We do not sell your data, we help you protect it.
The MC02 gives peace of mind by providing an entirely safe, secure and smarter way of using a mobile device that is away from the prying digital eyes looking to gain from your personal information.
The MC02 home space features a suite of digital tools that are completely secure – the essentials that you would like to keep free of any advertising based data infiltration: Email, Calendar, Contacts, Notes, Storage and VPN … with all data stored under Swiss jurisdiction that protects the privacy and the fundamental rights of a person’s data.
The MC02 runs a custom version of Android called Apostrophy, and you can run Android apps on it, though with some guardrails attached in keeping with the protective theme of this phone. One of its apps (which appears on its home screen in the image above) is called GMS Wizard; this provides a walk through on how to install the Play Store. According to PCMag:
Apostrophy protects user data from monetization. It says data generated by standard Android apps only exchange data with the app developers and not interlocutors such as Google. No app information is made available to third parties, and one developer's app can't track your use of other companies' apps—a rough equivalent of Apple's App Tracking Transparency in iOS.

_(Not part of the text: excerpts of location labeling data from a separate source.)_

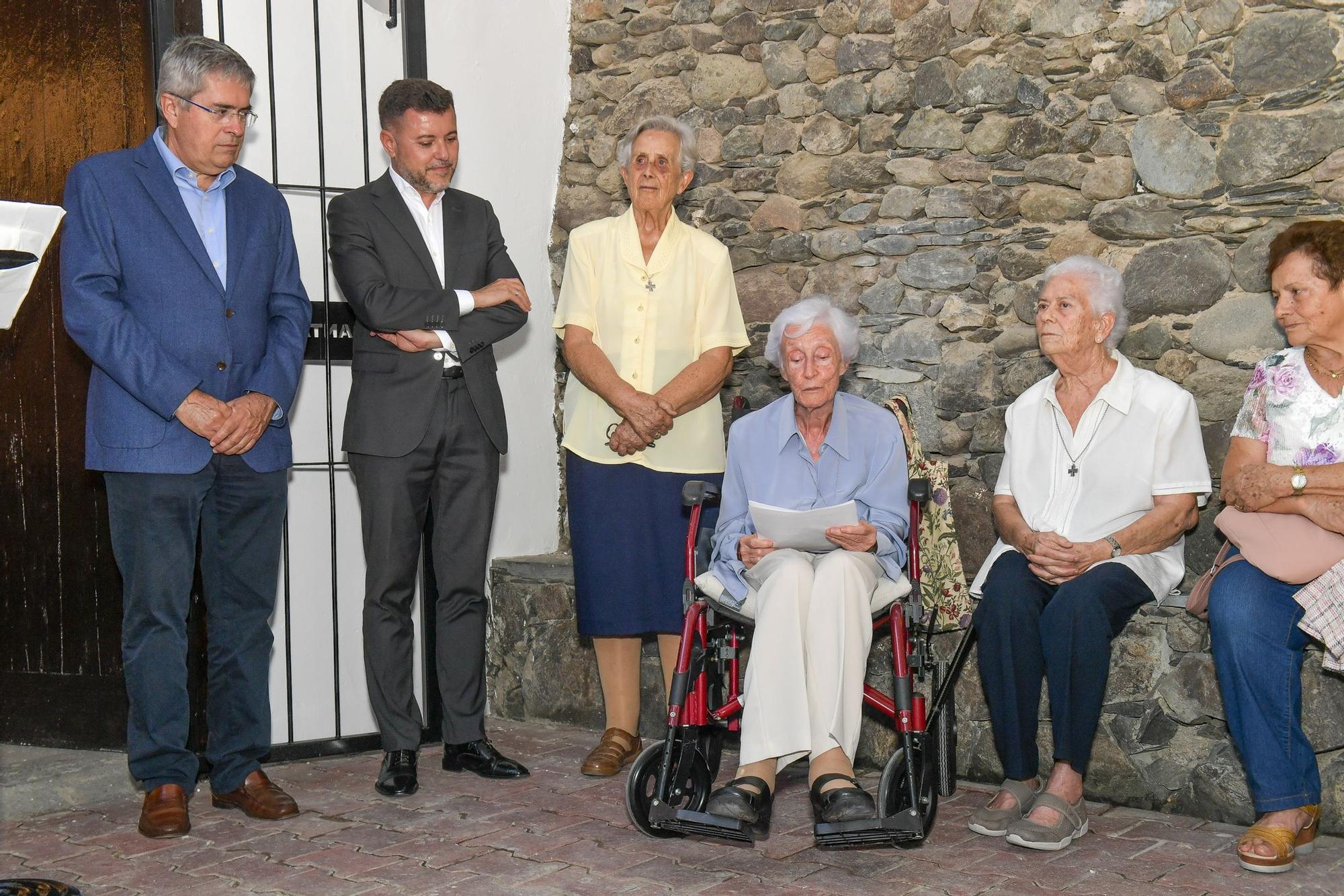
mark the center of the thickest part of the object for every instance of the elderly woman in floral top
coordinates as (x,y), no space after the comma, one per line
(1284,459)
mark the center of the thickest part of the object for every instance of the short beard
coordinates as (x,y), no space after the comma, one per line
(421,183)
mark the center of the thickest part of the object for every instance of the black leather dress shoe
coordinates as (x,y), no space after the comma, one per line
(483,758)
(736,801)
(397,777)
(841,804)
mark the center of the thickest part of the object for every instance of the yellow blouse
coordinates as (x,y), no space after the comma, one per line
(651,320)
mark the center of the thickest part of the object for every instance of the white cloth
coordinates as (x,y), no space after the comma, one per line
(810,654)
(429,222)
(1144,441)
(1323,615)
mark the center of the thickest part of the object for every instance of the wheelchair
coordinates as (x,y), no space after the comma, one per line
(670,782)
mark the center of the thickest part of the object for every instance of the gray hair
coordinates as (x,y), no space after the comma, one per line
(804,315)
(1107,291)
(686,139)
(190,58)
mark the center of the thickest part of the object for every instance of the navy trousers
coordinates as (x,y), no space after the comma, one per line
(155,521)
(1030,629)
(1259,656)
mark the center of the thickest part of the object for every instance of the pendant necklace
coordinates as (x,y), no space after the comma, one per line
(1316,367)
(1073,461)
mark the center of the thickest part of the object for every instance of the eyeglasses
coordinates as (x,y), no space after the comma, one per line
(247,118)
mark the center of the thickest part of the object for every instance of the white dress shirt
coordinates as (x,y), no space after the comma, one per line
(1140,437)
(429,221)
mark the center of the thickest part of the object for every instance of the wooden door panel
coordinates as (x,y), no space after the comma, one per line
(79,81)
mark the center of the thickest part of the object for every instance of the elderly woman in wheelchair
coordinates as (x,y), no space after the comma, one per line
(804,683)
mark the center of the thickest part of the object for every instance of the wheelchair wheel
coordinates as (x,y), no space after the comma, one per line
(690,788)
(894,791)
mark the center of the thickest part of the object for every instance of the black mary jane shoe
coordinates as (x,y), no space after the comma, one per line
(736,801)
(841,804)
(397,777)
(483,758)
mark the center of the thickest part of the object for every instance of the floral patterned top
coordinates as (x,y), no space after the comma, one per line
(1286,409)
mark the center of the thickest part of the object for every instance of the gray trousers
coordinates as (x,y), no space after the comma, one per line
(455,471)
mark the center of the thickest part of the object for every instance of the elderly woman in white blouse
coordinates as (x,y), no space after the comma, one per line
(1104,469)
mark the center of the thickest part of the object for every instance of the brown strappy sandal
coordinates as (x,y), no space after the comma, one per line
(1287,846)
(612,754)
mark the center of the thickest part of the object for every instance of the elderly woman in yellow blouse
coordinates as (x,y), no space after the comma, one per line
(650,322)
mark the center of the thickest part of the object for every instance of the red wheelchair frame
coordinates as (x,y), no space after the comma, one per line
(671,780)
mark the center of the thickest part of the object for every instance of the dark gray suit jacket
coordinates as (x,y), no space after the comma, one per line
(389,279)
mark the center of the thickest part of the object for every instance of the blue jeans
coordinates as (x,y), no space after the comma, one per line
(1030,629)
(1259,656)
(155,521)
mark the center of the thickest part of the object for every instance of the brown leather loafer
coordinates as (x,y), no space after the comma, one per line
(259,799)
(612,754)
(165,813)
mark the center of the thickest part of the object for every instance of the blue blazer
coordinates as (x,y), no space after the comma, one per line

Although the MC02 has some decent, midrange level smartphone specs - like 6GB of RAM and a 5,500 mAh battery - most of its specs are below flagship smartphones. That doesn’t seem shocking, as data and privacy protection is the big feature of the phone.
That lovely Google AI rumor
This is not an earth shaking Google AI rumor, but I was very happy to see it reported on by 9to5Google anyway. The rumor - based on their findings when they decompiled code for an upcoming Android version of Bard (Google’s first ChatGPT competitor) - is that the app may be losing the crazy, goofy “Assistant with Bard” name. If the name stays as it appears in that decompiled code, it will just be called Bard. Much better. Short, sharp, goofiness removed.
Here’s an image of the old vs new via that 9to5Google post:
This week I also noticed what seems like good news, or at least a good omen, on when we might see Google’s most powerful AI model - Gemini, in its Gemini Nano size for on-device tasks - come to the Pixel 8 Pro. The other night an update for Android AICore was available on the 8 Pro. Android AICore enables apps to “leverage Google's state-of-the-art natural language AI model Gemini Nano”.
One more smartphone related note on a still very cold night in Texas, I’m going to post an update very soon on my personal clash of the smartphone titans. The short story: the battle continues, and may even have a new combatant entering the ring.